My number one fear is failure. When I was in the 2nd grade, I thought I did terrible on a reading assignment and during my school’s Skate Night at Skate America I sat in a booth with my skates on and cried the whole time. I was so worried about my grade on that reading assignment. I ended up getting a B so I cried for nothing.My parents never pressured me to make good grades. I put that pressure on myself. Every time I would take a test I would be so scared to find out the results even though I did well most of the time.
My number two fear is talking to strangers. I don’t know how I have friends because they were all strangers at one point. Meeting new people is such a terrifying experience. This is incredibly difficult when you want to start dating, but you don’t want to talk to anybody. One, I can barely hold a conversation. I don’t do a ton of interesting things so I wouldn’t have topics to rattle off. Two, I don’t want to face rejection. It is such a blow to your self-esteem. That is why I am mentally preparing myself for a life alone.

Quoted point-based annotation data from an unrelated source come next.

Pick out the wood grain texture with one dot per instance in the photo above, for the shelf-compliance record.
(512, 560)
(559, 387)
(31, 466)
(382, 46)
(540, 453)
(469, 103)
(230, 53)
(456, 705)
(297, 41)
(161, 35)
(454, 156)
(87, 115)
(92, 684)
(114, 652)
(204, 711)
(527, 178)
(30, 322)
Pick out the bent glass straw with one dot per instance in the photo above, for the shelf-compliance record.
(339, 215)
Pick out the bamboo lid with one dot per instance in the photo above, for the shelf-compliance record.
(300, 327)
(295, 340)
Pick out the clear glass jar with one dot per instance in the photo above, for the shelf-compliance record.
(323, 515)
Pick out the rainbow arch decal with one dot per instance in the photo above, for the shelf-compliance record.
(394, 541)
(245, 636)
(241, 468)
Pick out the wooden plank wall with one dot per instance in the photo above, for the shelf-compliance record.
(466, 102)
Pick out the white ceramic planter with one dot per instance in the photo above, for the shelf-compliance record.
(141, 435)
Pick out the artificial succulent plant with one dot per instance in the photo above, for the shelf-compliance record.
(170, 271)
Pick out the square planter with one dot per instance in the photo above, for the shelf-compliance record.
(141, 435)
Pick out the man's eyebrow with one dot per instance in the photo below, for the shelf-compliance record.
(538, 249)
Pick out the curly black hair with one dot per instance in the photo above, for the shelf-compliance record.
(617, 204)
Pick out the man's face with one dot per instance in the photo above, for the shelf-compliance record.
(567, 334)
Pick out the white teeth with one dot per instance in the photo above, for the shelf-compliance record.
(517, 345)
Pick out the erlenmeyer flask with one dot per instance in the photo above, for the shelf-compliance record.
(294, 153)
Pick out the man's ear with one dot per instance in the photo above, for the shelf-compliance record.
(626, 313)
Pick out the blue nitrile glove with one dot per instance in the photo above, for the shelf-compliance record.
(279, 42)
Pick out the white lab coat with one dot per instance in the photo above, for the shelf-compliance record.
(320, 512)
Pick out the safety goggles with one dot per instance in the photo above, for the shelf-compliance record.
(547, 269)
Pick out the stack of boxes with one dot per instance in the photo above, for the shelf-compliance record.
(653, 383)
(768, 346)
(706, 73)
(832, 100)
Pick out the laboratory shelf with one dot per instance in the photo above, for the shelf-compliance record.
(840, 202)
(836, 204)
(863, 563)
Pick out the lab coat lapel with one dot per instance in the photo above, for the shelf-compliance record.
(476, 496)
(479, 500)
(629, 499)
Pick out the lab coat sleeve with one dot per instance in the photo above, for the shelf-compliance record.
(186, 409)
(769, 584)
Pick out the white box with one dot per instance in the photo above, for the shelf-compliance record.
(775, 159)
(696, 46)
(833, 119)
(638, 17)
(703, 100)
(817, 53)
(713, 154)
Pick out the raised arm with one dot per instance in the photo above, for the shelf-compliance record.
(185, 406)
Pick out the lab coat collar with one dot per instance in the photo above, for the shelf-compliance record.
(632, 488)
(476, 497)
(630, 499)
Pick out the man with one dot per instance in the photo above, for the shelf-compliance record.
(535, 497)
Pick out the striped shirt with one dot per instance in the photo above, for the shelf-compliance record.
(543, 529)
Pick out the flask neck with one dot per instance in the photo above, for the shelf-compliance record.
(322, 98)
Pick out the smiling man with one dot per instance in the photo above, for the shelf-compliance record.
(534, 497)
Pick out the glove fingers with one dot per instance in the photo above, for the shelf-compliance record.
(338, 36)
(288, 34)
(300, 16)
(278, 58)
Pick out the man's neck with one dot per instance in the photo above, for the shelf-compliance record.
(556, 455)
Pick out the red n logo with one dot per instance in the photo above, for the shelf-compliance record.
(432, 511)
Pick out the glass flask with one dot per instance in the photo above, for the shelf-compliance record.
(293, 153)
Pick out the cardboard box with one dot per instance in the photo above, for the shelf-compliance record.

The third thing I am scared of is pain. No one likes pain obviously, but I really try to avoid it at all costs. For example, my eyebrows are really bushy and they are that way because I don’t want to go through the pain of waxing and plucking. I love that my eyebrows are thick, but they are kind of wild. Below is the first and last time I got my eyebrows done. It looks good, but I will probably never do it again. It wasn’t terribly painful, but it was pain nonetheless. They say beauty is pain, but I would rather be ugly.